Chapter Four
Back in his tent, Sayid began digging in the sand where he had buried the hunting knife he had borrowed from Locke the week before. He had said he needed it to cut some rope for a shelter he was helping to build, and he had indeed needed it for that. But he had kept it, and Locke had been too preoccupied with the the guns to ask for its return.
Sayid half-smiled, grimly, as he considered how much reverence Locke had for the guns, as though even in their inanimate state their power was somehow fierce and holy, as if keeping them in his own protective hands could stave off the cancer that was growing all around them. Yet what Sayid could do with this knife, what Eko could do with a mere stick, what Sawyer could do with his cunning…
Sayid tested the blade, and when he found it too dull, he sharpened it against a stone. Under the blanket of night he made his way to Sawyer's tent. Before approaching the sleeping man he surveyed the shelter, to see if Sawyer had kept one of the guns near by. He had not. The con man's power lay in knowing where they were, not in wielding them, and he had been wise not to keep one long for himself, lest someone should take it and challenge him.
Sayid turned the knife in his hand to better position the blade, and he thought, for a moment, that the handle trembled in his grasp. He did not like what he was about to do. He had tortured Sawyer once already; he had broken his promise to never resume that abandoned trade. He had dishonored the memory of the woman who had first inspired him to change, and the guilt had sent him roaming.

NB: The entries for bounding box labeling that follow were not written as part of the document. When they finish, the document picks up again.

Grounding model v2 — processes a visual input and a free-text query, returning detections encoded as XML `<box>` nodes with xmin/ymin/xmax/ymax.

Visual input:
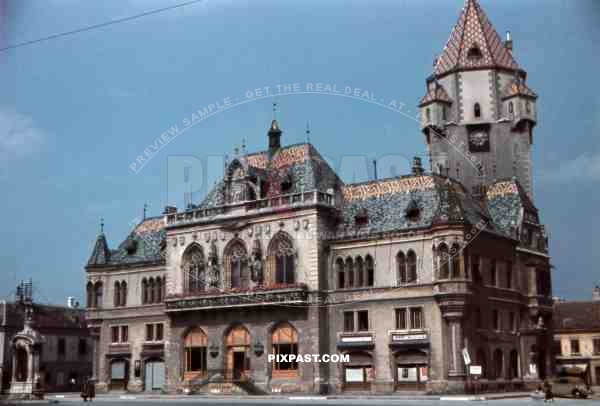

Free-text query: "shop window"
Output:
<box><xmin>77</xmin><ymin>338</ymin><xmax>87</xmax><ymax>355</ymax></box>
<box><xmin>344</xmin><ymin>312</ymin><xmax>354</xmax><ymax>333</ymax></box>
<box><xmin>272</xmin><ymin>323</ymin><xmax>298</xmax><ymax>376</ymax></box>
<box><xmin>571</xmin><ymin>339</ymin><xmax>580</xmax><ymax>355</ymax></box>
<box><xmin>396</xmin><ymin>309</ymin><xmax>406</xmax><ymax>330</ymax></box>
<box><xmin>184</xmin><ymin>328</ymin><xmax>208</xmax><ymax>379</ymax></box>
<box><xmin>594</xmin><ymin>338</ymin><xmax>600</xmax><ymax>355</ymax></box>
<box><xmin>357</xmin><ymin>310</ymin><xmax>369</xmax><ymax>331</ymax></box>
<box><xmin>410</xmin><ymin>307</ymin><xmax>425</xmax><ymax>330</ymax></box>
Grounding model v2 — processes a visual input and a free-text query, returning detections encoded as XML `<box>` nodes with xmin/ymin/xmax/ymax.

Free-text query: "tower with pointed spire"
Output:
<box><xmin>419</xmin><ymin>0</ymin><xmax>537</xmax><ymax>197</ymax></box>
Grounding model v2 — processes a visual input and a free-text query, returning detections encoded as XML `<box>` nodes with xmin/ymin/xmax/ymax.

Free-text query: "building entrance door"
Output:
<box><xmin>233</xmin><ymin>351</ymin><xmax>246</xmax><ymax>381</ymax></box>
<box><xmin>144</xmin><ymin>360</ymin><xmax>165</xmax><ymax>392</ymax></box>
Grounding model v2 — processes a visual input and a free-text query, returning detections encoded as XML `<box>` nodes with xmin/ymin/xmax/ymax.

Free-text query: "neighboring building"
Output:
<box><xmin>0</xmin><ymin>294</ymin><xmax>93</xmax><ymax>393</ymax></box>
<box><xmin>554</xmin><ymin>286</ymin><xmax>600</xmax><ymax>386</ymax></box>
<box><xmin>86</xmin><ymin>0</ymin><xmax>553</xmax><ymax>393</ymax></box>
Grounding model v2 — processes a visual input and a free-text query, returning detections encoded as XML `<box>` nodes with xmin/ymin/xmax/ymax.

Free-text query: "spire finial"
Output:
<box><xmin>273</xmin><ymin>99</ymin><xmax>279</xmax><ymax>121</ymax></box>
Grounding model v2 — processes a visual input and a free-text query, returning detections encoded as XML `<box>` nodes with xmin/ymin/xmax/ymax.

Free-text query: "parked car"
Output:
<box><xmin>551</xmin><ymin>376</ymin><xmax>592</xmax><ymax>399</ymax></box>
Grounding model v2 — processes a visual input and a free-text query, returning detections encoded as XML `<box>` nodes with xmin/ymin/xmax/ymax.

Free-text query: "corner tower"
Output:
<box><xmin>419</xmin><ymin>0</ymin><xmax>537</xmax><ymax>197</ymax></box>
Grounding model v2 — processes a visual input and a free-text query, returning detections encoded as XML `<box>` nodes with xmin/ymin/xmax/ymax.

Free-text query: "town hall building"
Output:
<box><xmin>86</xmin><ymin>0</ymin><xmax>553</xmax><ymax>394</ymax></box>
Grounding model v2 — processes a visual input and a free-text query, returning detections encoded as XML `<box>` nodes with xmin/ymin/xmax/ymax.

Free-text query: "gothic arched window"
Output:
<box><xmin>113</xmin><ymin>281</ymin><xmax>121</xmax><ymax>307</ymax></box>
<box><xmin>183</xmin><ymin>244</ymin><xmax>205</xmax><ymax>296</ymax></box>
<box><xmin>451</xmin><ymin>243</ymin><xmax>460</xmax><ymax>278</ymax></box>
<box><xmin>142</xmin><ymin>278</ymin><xmax>148</xmax><ymax>304</ymax></box>
<box><xmin>354</xmin><ymin>257</ymin><xmax>367</xmax><ymax>286</ymax></box>
<box><xmin>335</xmin><ymin>258</ymin><xmax>346</xmax><ymax>289</ymax></box>
<box><xmin>94</xmin><ymin>281</ymin><xmax>102</xmax><ymax>307</ymax></box>
<box><xmin>119</xmin><ymin>281</ymin><xmax>127</xmax><ymax>306</ymax></box>
<box><xmin>365</xmin><ymin>254</ymin><xmax>375</xmax><ymax>286</ymax></box>
<box><xmin>396</xmin><ymin>251</ymin><xmax>408</xmax><ymax>284</ymax></box>
<box><xmin>406</xmin><ymin>250</ymin><xmax>417</xmax><ymax>283</ymax></box>
<box><xmin>268</xmin><ymin>232</ymin><xmax>296</xmax><ymax>284</ymax></box>
<box><xmin>86</xmin><ymin>282</ymin><xmax>95</xmax><ymax>307</ymax></box>
<box><xmin>345</xmin><ymin>257</ymin><xmax>354</xmax><ymax>288</ymax></box>
<box><xmin>224</xmin><ymin>240</ymin><xmax>250</xmax><ymax>289</ymax></box>
<box><xmin>438</xmin><ymin>243</ymin><xmax>450</xmax><ymax>279</ymax></box>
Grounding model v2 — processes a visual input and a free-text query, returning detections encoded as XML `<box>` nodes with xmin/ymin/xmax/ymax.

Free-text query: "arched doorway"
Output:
<box><xmin>109</xmin><ymin>358</ymin><xmax>129</xmax><ymax>390</ymax></box>
<box><xmin>15</xmin><ymin>346</ymin><xmax>29</xmax><ymax>382</ymax></box>
<box><xmin>394</xmin><ymin>350</ymin><xmax>429</xmax><ymax>390</ymax></box>
<box><xmin>342</xmin><ymin>351</ymin><xmax>375</xmax><ymax>391</ymax></box>
<box><xmin>144</xmin><ymin>358</ymin><xmax>165</xmax><ymax>392</ymax></box>
<box><xmin>225</xmin><ymin>326</ymin><xmax>250</xmax><ymax>381</ymax></box>
<box><xmin>493</xmin><ymin>348</ymin><xmax>504</xmax><ymax>379</ymax></box>
<box><xmin>508</xmin><ymin>350</ymin><xmax>520</xmax><ymax>379</ymax></box>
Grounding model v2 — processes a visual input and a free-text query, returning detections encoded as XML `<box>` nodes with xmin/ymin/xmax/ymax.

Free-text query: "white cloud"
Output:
<box><xmin>0</xmin><ymin>108</ymin><xmax>46</xmax><ymax>159</ymax></box>
<box><xmin>539</xmin><ymin>152</ymin><xmax>600</xmax><ymax>184</ymax></box>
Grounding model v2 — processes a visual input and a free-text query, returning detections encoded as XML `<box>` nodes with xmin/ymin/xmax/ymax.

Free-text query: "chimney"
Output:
<box><xmin>504</xmin><ymin>31</ymin><xmax>512</xmax><ymax>54</ymax></box>
<box><xmin>269</xmin><ymin>120</ymin><xmax>281</xmax><ymax>157</ymax></box>
<box><xmin>412</xmin><ymin>156</ymin><xmax>425</xmax><ymax>176</ymax></box>
<box><xmin>592</xmin><ymin>285</ymin><xmax>600</xmax><ymax>302</ymax></box>
<box><xmin>163</xmin><ymin>206</ymin><xmax>177</xmax><ymax>214</ymax></box>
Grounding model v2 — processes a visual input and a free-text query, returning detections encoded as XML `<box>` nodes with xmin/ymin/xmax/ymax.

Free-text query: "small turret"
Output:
<box><xmin>268</xmin><ymin>120</ymin><xmax>281</xmax><ymax>156</ymax></box>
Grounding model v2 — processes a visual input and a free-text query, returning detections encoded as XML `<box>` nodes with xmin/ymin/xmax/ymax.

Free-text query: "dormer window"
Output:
<box><xmin>281</xmin><ymin>173</ymin><xmax>293</xmax><ymax>194</ymax></box>
<box><xmin>405</xmin><ymin>199</ymin><xmax>421</xmax><ymax>221</ymax></box>
<box><xmin>467</xmin><ymin>45</ymin><xmax>483</xmax><ymax>60</ymax></box>
<box><xmin>354</xmin><ymin>209</ymin><xmax>369</xmax><ymax>227</ymax></box>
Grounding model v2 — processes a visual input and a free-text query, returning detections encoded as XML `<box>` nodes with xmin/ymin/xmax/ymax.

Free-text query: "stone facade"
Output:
<box><xmin>0</xmin><ymin>302</ymin><xmax>93</xmax><ymax>393</ymax></box>
<box><xmin>86</xmin><ymin>0</ymin><xmax>552</xmax><ymax>393</ymax></box>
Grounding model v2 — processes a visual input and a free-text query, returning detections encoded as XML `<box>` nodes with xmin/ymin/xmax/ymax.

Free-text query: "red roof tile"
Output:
<box><xmin>434</xmin><ymin>0</ymin><xmax>518</xmax><ymax>76</ymax></box>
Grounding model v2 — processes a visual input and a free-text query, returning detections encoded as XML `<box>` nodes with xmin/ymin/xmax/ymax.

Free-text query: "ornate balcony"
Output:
<box><xmin>165</xmin><ymin>284</ymin><xmax>309</xmax><ymax>313</ymax></box>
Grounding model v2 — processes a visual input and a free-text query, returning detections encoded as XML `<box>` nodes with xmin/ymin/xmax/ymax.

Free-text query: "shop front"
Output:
<box><xmin>389</xmin><ymin>333</ymin><xmax>429</xmax><ymax>391</ymax></box>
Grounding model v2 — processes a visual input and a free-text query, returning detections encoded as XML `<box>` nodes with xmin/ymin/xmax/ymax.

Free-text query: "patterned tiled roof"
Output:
<box><xmin>419</xmin><ymin>84</ymin><xmax>452</xmax><ymax>107</ymax></box>
<box><xmin>503</xmin><ymin>80</ymin><xmax>537</xmax><ymax>99</ymax></box>
<box><xmin>338</xmin><ymin>175</ymin><xmax>495</xmax><ymax>235</ymax></box>
<box><xmin>88</xmin><ymin>217</ymin><xmax>166</xmax><ymax>266</ymax></box>
<box><xmin>486</xmin><ymin>179</ymin><xmax>537</xmax><ymax>237</ymax></box>
<box><xmin>200</xmin><ymin>143</ymin><xmax>343</xmax><ymax>208</ymax></box>
<box><xmin>434</xmin><ymin>0</ymin><xmax>518</xmax><ymax>76</ymax></box>
<box><xmin>552</xmin><ymin>301</ymin><xmax>600</xmax><ymax>333</ymax></box>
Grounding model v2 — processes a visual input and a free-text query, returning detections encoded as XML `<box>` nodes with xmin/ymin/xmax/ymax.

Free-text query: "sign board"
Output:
<box><xmin>342</xmin><ymin>336</ymin><xmax>373</xmax><ymax>343</ymax></box>
<box><xmin>462</xmin><ymin>348</ymin><xmax>471</xmax><ymax>366</ymax></box>
<box><xmin>392</xmin><ymin>334</ymin><xmax>427</xmax><ymax>341</ymax></box>
<box><xmin>469</xmin><ymin>365</ymin><xmax>483</xmax><ymax>376</ymax></box>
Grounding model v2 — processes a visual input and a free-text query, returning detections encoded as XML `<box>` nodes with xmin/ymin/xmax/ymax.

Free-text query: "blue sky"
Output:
<box><xmin>0</xmin><ymin>0</ymin><xmax>600</xmax><ymax>303</ymax></box>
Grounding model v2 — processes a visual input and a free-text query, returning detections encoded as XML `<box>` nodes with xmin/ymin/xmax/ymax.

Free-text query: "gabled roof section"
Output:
<box><xmin>486</xmin><ymin>179</ymin><xmax>537</xmax><ymax>237</ymax></box>
<box><xmin>88</xmin><ymin>216</ymin><xmax>166</xmax><ymax>266</ymax></box>
<box><xmin>502</xmin><ymin>79</ymin><xmax>537</xmax><ymax>99</ymax></box>
<box><xmin>88</xmin><ymin>233</ymin><xmax>110</xmax><ymax>265</ymax></box>
<box><xmin>434</xmin><ymin>0</ymin><xmax>518</xmax><ymax>76</ymax></box>
<box><xmin>419</xmin><ymin>83</ymin><xmax>452</xmax><ymax>107</ymax></box>
<box><xmin>199</xmin><ymin>143</ymin><xmax>343</xmax><ymax>208</ymax></box>
<box><xmin>338</xmin><ymin>175</ymin><xmax>495</xmax><ymax>237</ymax></box>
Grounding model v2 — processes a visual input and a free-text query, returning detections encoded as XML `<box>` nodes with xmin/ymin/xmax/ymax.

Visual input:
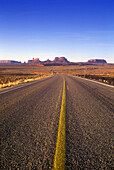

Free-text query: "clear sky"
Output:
<box><xmin>0</xmin><ymin>0</ymin><xmax>114</xmax><ymax>62</ymax></box>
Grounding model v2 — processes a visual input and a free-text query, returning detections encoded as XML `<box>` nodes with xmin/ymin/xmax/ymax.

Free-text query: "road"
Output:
<box><xmin>0</xmin><ymin>75</ymin><xmax>114</xmax><ymax>169</ymax></box>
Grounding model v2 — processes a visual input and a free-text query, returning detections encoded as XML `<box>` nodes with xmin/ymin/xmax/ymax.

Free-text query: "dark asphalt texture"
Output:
<box><xmin>0</xmin><ymin>75</ymin><xmax>114</xmax><ymax>170</ymax></box>
<box><xmin>66</xmin><ymin>76</ymin><xmax>114</xmax><ymax>169</ymax></box>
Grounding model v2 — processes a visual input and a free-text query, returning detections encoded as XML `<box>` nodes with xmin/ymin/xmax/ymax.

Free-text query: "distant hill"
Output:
<box><xmin>0</xmin><ymin>57</ymin><xmax>107</xmax><ymax>66</ymax></box>
<box><xmin>88</xmin><ymin>59</ymin><xmax>107</xmax><ymax>64</ymax></box>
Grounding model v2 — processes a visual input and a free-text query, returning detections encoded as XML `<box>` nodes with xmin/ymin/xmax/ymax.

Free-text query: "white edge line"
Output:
<box><xmin>73</xmin><ymin>76</ymin><xmax>114</xmax><ymax>88</ymax></box>
<box><xmin>0</xmin><ymin>77</ymin><xmax>49</xmax><ymax>94</ymax></box>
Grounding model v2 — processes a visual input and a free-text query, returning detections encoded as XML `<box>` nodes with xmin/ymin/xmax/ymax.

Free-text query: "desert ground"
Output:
<box><xmin>0</xmin><ymin>64</ymin><xmax>114</xmax><ymax>88</ymax></box>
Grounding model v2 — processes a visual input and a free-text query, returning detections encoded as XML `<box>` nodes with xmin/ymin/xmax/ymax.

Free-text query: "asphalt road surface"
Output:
<box><xmin>0</xmin><ymin>75</ymin><xmax>114</xmax><ymax>170</ymax></box>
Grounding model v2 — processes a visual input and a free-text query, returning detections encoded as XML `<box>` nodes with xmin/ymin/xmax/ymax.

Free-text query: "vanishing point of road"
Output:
<box><xmin>0</xmin><ymin>75</ymin><xmax>114</xmax><ymax>170</ymax></box>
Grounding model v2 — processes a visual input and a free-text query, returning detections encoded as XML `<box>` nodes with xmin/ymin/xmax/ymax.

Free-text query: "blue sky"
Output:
<box><xmin>0</xmin><ymin>0</ymin><xmax>114</xmax><ymax>62</ymax></box>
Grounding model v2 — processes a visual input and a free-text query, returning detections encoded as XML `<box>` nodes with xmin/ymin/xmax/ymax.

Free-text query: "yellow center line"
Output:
<box><xmin>53</xmin><ymin>79</ymin><xmax>66</xmax><ymax>170</ymax></box>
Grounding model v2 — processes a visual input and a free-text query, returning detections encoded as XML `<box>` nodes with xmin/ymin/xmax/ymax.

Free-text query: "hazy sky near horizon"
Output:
<box><xmin>0</xmin><ymin>0</ymin><xmax>114</xmax><ymax>62</ymax></box>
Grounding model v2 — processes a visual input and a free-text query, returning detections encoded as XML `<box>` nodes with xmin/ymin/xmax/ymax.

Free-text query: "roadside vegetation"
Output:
<box><xmin>0</xmin><ymin>65</ymin><xmax>52</xmax><ymax>88</ymax></box>
<box><xmin>54</xmin><ymin>64</ymin><xmax>114</xmax><ymax>85</ymax></box>
<box><xmin>0</xmin><ymin>64</ymin><xmax>114</xmax><ymax>88</ymax></box>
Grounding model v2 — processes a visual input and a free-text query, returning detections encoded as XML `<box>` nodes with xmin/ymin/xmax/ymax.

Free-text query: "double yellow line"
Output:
<box><xmin>53</xmin><ymin>79</ymin><xmax>66</xmax><ymax>170</ymax></box>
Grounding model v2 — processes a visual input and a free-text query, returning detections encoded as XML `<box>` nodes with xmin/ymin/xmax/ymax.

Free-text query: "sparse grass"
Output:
<box><xmin>0</xmin><ymin>64</ymin><xmax>114</xmax><ymax>88</ymax></box>
<box><xmin>0</xmin><ymin>65</ymin><xmax>51</xmax><ymax>88</ymax></box>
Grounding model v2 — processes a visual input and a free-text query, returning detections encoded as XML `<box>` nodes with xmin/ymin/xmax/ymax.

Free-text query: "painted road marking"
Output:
<box><xmin>53</xmin><ymin>79</ymin><xmax>66</xmax><ymax>170</ymax></box>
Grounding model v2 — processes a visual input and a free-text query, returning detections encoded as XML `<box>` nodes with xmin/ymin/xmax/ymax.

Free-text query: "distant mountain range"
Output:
<box><xmin>0</xmin><ymin>57</ymin><xmax>107</xmax><ymax>66</ymax></box>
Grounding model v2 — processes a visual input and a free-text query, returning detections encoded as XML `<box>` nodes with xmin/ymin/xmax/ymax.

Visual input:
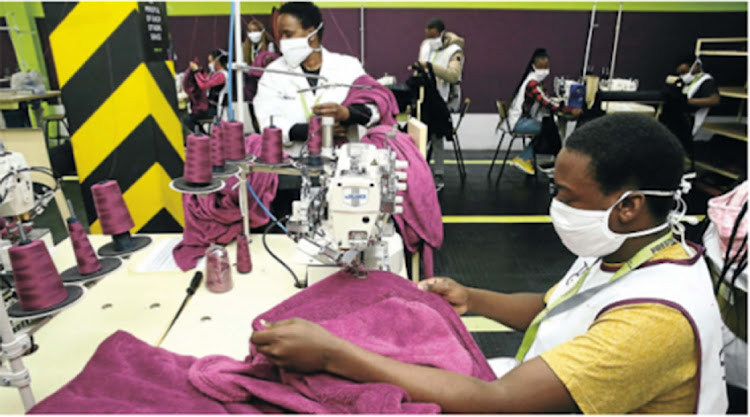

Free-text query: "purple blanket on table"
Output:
<box><xmin>172</xmin><ymin>134</ymin><xmax>279</xmax><ymax>271</ymax></box>
<box><xmin>362</xmin><ymin>125</ymin><xmax>443</xmax><ymax>278</ymax></box>
<box><xmin>31</xmin><ymin>271</ymin><xmax>495</xmax><ymax>414</ymax></box>
<box><xmin>341</xmin><ymin>75</ymin><xmax>398</xmax><ymax>126</ymax></box>
<box><xmin>190</xmin><ymin>271</ymin><xmax>495</xmax><ymax>414</ymax></box>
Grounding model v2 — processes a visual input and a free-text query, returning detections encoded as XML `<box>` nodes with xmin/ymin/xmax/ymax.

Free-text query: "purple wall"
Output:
<box><xmin>169</xmin><ymin>9</ymin><xmax>747</xmax><ymax>112</ymax></box>
<box><xmin>0</xmin><ymin>9</ymin><xmax>747</xmax><ymax>113</ymax></box>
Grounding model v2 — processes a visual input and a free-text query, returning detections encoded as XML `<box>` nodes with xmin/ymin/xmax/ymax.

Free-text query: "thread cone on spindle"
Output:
<box><xmin>221</xmin><ymin>120</ymin><xmax>246</xmax><ymax>161</ymax></box>
<box><xmin>182</xmin><ymin>135</ymin><xmax>213</xmax><ymax>185</ymax></box>
<box><xmin>210</xmin><ymin>123</ymin><xmax>224</xmax><ymax>171</ymax></box>
<box><xmin>307</xmin><ymin>116</ymin><xmax>323</xmax><ymax>156</ymax></box>
<box><xmin>68</xmin><ymin>219</ymin><xmax>102</xmax><ymax>275</ymax></box>
<box><xmin>237</xmin><ymin>234</ymin><xmax>253</xmax><ymax>274</ymax></box>
<box><xmin>260</xmin><ymin>126</ymin><xmax>284</xmax><ymax>164</ymax></box>
<box><xmin>8</xmin><ymin>240</ymin><xmax>68</xmax><ymax>311</ymax></box>
<box><xmin>91</xmin><ymin>180</ymin><xmax>135</xmax><ymax>235</ymax></box>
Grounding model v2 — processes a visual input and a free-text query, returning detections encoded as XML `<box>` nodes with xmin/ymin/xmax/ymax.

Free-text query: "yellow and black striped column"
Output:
<box><xmin>43</xmin><ymin>2</ymin><xmax>185</xmax><ymax>233</ymax></box>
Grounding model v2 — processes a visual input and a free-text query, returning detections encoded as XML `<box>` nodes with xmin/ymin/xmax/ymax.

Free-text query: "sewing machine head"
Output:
<box><xmin>287</xmin><ymin>143</ymin><xmax>408</xmax><ymax>275</ymax></box>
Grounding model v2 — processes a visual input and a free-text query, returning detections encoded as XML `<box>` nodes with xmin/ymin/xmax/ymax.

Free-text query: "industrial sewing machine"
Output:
<box><xmin>287</xmin><ymin>121</ymin><xmax>409</xmax><ymax>276</ymax></box>
<box><xmin>0</xmin><ymin>142</ymin><xmax>55</xmax><ymax>274</ymax></box>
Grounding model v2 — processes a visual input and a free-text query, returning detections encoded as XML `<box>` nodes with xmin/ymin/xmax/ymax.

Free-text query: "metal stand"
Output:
<box><xmin>0</xmin><ymin>300</ymin><xmax>36</xmax><ymax>411</ymax></box>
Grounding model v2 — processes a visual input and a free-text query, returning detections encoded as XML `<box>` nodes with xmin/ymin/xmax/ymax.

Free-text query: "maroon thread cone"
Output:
<box><xmin>182</xmin><ymin>135</ymin><xmax>213</xmax><ymax>184</ymax></box>
<box><xmin>206</xmin><ymin>245</ymin><xmax>234</xmax><ymax>293</ymax></box>
<box><xmin>237</xmin><ymin>234</ymin><xmax>253</xmax><ymax>274</ymax></box>
<box><xmin>221</xmin><ymin>121</ymin><xmax>245</xmax><ymax>161</ymax></box>
<box><xmin>8</xmin><ymin>240</ymin><xmax>68</xmax><ymax>311</ymax></box>
<box><xmin>68</xmin><ymin>219</ymin><xmax>102</xmax><ymax>275</ymax></box>
<box><xmin>91</xmin><ymin>180</ymin><xmax>135</xmax><ymax>235</ymax></box>
<box><xmin>260</xmin><ymin>126</ymin><xmax>284</xmax><ymax>164</ymax></box>
<box><xmin>210</xmin><ymin>123</ymin><xmax>224</xmax><ymax>168</ymax></box>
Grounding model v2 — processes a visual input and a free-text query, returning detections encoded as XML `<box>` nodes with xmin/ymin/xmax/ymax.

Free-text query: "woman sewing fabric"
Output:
<box><xmin>242</xmin><ymin>19</ymin><xmax>276</xmax><ymax>65</ymax></box>
<box><xmin>508</xmin><ymin>48</ymin><xmax>582</xmax><ymax>175</ymax></box>
<box><xmin>254</xmin><ymin>2</ymin><xmax>380</xmax><ymax>157</ymax></box>
<box><xmin>242</xmin><ymin>19</ymin><xmax>278</xmax><ymax>132</ymax></box>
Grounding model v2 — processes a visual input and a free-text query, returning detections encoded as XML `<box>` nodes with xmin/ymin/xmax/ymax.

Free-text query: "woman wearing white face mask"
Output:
<box><xmin>242</xmin><ymin>19</ymin><xmax>276</xmax><ymax>65</ymax></box>
<box><xmin>251</xmin><ymin>114</ymin><xmax>727</xmax><ymax>414</ymax></box>
<box><xmin>508</xmin><ymin>48</ymin><xmax>582</xmax><ymax>175</ymax></box>
<box><xmin>253</xmin><ymin>2</ymin><xmax>380</xmax><ymax>157</ymax></box>
<box><xmin>183</xmin><ymin>49</ymin><xmax>227</xmax><ymax>134</ymax></box>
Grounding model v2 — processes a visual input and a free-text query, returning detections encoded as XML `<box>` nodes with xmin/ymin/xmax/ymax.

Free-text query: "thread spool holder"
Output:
<box><xmin>0</xmin><ymin>299</ymin><xmax>36</xmax><ymax>411</ymax></box>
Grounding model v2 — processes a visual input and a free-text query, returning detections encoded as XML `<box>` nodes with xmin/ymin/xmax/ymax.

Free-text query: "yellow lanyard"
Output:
<box><xmin>516</xmin><ymin>233</ymin><xmax>677</xmax><ymax>362</ymax></box>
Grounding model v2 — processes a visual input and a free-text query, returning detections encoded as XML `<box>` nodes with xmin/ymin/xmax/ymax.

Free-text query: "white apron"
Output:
<box><xmin>419</xmin><ymin>42</ymin><xmax>463</xmax><ymax>111</ymax></box>
<box><xmin>493</xmin><ymin>237</ymin><xmax>728</xmax><ymax>414</ymax></box>
<box><xmin>253</xmin><ymin>48</ymin><xmax>380</xmax><ymax>157</ymax></box>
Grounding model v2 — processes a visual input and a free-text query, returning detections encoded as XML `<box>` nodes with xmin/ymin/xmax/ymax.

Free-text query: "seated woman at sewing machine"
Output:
<box><xmin>508</xmin><ymin>48</ymin><xmax>582</xmax><ymax>175</ymax></box>
<box><xmin>253</xmin><ymin>2</ymin><xmax>380</xmax><ymax>157</ymax></box>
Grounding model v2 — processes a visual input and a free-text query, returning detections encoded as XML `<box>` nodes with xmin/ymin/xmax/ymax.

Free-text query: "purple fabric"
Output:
<box><xmin>362</xmin><ymin>125</ymin><xmax>443</xmax><ymax>278</ymax></box>
<box><xmin>244</xmin><ymin>51</ymin><xmax>279</xmax><ymax>101</ymax></box>
<box><xmin>172</xmin><ymin>134</ymin><xmax>279</xmax><ymax>271</ymax></box>
<box><xmin>341</xmin><ymin>74</ymin><xmax>398</xmax><ymax>126</ymax></box>
<box><xmin>29</xmin><ymin>331</ymin><xmax>253</xmax><ymax>414</ymax></box>
<box><xmin>182</xmin><ymin>58</ymin><xmax>208</xmax><ymax>114</ymax></box>
<box><xmin>189</xmin><ymin>271</ymin><xmax>495</xmax><ymax>414</ymax></box>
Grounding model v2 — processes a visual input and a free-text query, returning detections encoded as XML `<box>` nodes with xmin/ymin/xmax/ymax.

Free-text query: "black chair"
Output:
<box><xmin>487</xmin><ymin>100</ymin><xmax>536</xmax><ymax>183</ymax></box>
<box><xmin>452</xmin><ymin>97</ymin><xmax>471</xmax><ymax>179</ymax></box>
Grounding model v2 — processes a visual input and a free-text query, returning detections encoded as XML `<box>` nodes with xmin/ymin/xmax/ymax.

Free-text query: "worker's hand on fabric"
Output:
<box><xmin>250</xmin><ymin>319</ymin><xmax>343</xmax><ymax>373</ymax></box>
<box><xmin>313</xmin><ymin>103</ymin><xmax>349</xmax><ymax>122</ymax></box>
<box><xmin>418</xmin><ymin>278</ymin><xmax>469</xmax><ymax>316</ymax></box>
<box><xmin>333</xmin><ymin>122</ymin><xmax>347</xmax><ymax>138</ymax></box>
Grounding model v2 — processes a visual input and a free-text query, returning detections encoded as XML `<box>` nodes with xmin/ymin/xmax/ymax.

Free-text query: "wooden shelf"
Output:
<box><xmin>701</xmin><ymin>122</ymin><xmax>747</xmax><ymax>142</ymax></box>
<box><xmin>695</xmin><ymin>161</ymin><xmax>740</xmax><ymax>180</ymax></box>
<box><xmin>719</xmin><ymin>87</ymin><xmax>747</xmax><ymax>99</ymax></box>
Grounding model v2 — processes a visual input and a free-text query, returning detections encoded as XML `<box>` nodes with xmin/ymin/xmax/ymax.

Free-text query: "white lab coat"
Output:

He had not felt that guilt after Gale. He had been wrong about Sawyer and the medicine, but even if he had not been wrong, Sayid might still have left the camp. But with Gale…with Gale matters were quite different. Sawyer, for all his failings, was one of their own, one of the survivors. Gale was a part of some greater, merciless force that threatened to destroy them all, and remorse was a luxury Sayid could not afford if he wanted to preserve what was now the only home and the only family left to him in this world.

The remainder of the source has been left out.